No; sin does not quench the pitying love of God. The kindest words ever spoken to Israel were in the very height of their apostasy and rebellion. The most gracious invitation ever uttered by the Lord was to Capernaum, and Bethsaida, and Chorazin, “Come unto me.” The most loving message ever sent to a Church was that to Laodicea, the worst of all the seven, “Behold I stand at the door and knock.” It was Jerusalem, in her utmost extremity of guilt, and rebellion, and unbelief, that drew forth the tears of the Son of God. No; sin does not extinguish the love of God to the sinner. Many waters cannot quench it, nor can the floods drown it. From first to last, God pursues the sinner as he flies from him; pursues him not in hatred, but in love; pursues him not to destroy, but to pardon and to save.
God is not a man that he should lie. He means what he says, when he speaks in pity, as truly as when he speaks in wrath. His words are not mere random expressions, such as man often uses when uttering vague sentiment, or trying to produce an impression by exaggerated representations of his feelings. God’s words are all true and real. You cannot exaggerate the genuine feeling which they contain; and to understand them as figures, is not only to convert them into unrealities, but to treat them as falsehoods. Let sinners take God’s words as they are; the genuine expressions of the mind of that infinitely truthful Being, who never uses but the words of truth and soberness. He is sovereign; but that sovereignty is not at war with grace; nor does it lead to insincerity of speech, as some seem to think it does. Whether we can reconcile the sovereignty with the pity, it matters not. Let us believe them both, because both are revealed in the Bible. Nor let us ever resort to an explanation of the words of pity, which would imply that they were not sincerely spoken; and that if a sinner took them too literally and too simply, he would be sorely disappointed; - finding them at last mere exaggerations, if not empty air.
Oh, let us learn to treat God as not merely the wisest, and the highest, and the holiest, but as the most truthful of all beings. Let the heedless sinner hear his truthful warnings, and tremble; for they shall all be fulfilled. Let the anxious sinner listen to his truthful words of grace, and be at peace. We need to be told this. For there is in the minds of many, a feeling of sad distrust as to the sincerity of the divine utterances, and a proneness to evade their plain and honest meaning. Let us do justice, not merely to the love, but to the truthfulness, of God. There are many who need to be reminded of this; - yes, many, who do not seem to be at all aware of their propensity to doubt even the simple truthfulness of the God of truth.
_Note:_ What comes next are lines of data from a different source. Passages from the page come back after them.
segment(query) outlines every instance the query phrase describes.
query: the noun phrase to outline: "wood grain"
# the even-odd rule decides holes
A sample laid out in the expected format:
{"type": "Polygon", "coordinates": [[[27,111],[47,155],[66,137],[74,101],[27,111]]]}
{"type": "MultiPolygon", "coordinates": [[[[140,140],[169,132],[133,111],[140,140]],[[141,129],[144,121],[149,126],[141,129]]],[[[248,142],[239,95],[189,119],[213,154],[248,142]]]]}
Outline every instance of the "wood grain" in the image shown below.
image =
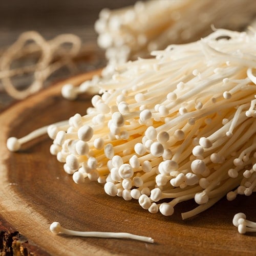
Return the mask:
{"type": "Polygon", "coordinates": [[[180,214],[195,206],[193,201],[177,205],[174,215],[165,217],[150,214],[136,200],[109,197],[96,182],[75,184],[50,155],[51,142],[46,135],[24,145],[19,153],[7,150],[5,143],[10,136],[22,137],[77,112],[84,114],[89,96],[70,102],[61,98],[60,90],[64,83],[77,84],[94,74],[59,83],[0,115],[0,214],[4,219],[32,243],[54,255],[255,255],[256,234],[240,234],[231,222],[239,211],[255,220],[255,193],[232,202],[223,199],[199,216],[182,221],[180,214]],[[155,243],[55,236],[49,229],[53,221],[76,230],[150,236],[155,243]]]}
God is love. Yes, God is love. Can such a God be suspected of insincerity in the declarations of his long-suffering, yearning compassion toward the most rebellious and impenitent of the sons of men? That there is such a thing as righteousness; that there is such a place as hell; that there are such beings as lost angels and lost men, we know to be awful certainties. But, however terrible and however true these things may be, they cannot cast the slightest doubt upon the sincerity of the great oath which God has sworn before heaven and earth, that he has “no pleasure in the death of the wicked; but that the wicked turn from his way and live;” nor in the least blunt the solemn edge of his gracious entreaty, “TURN YE, TURN YE, FOR WHY WILL YE DIE?”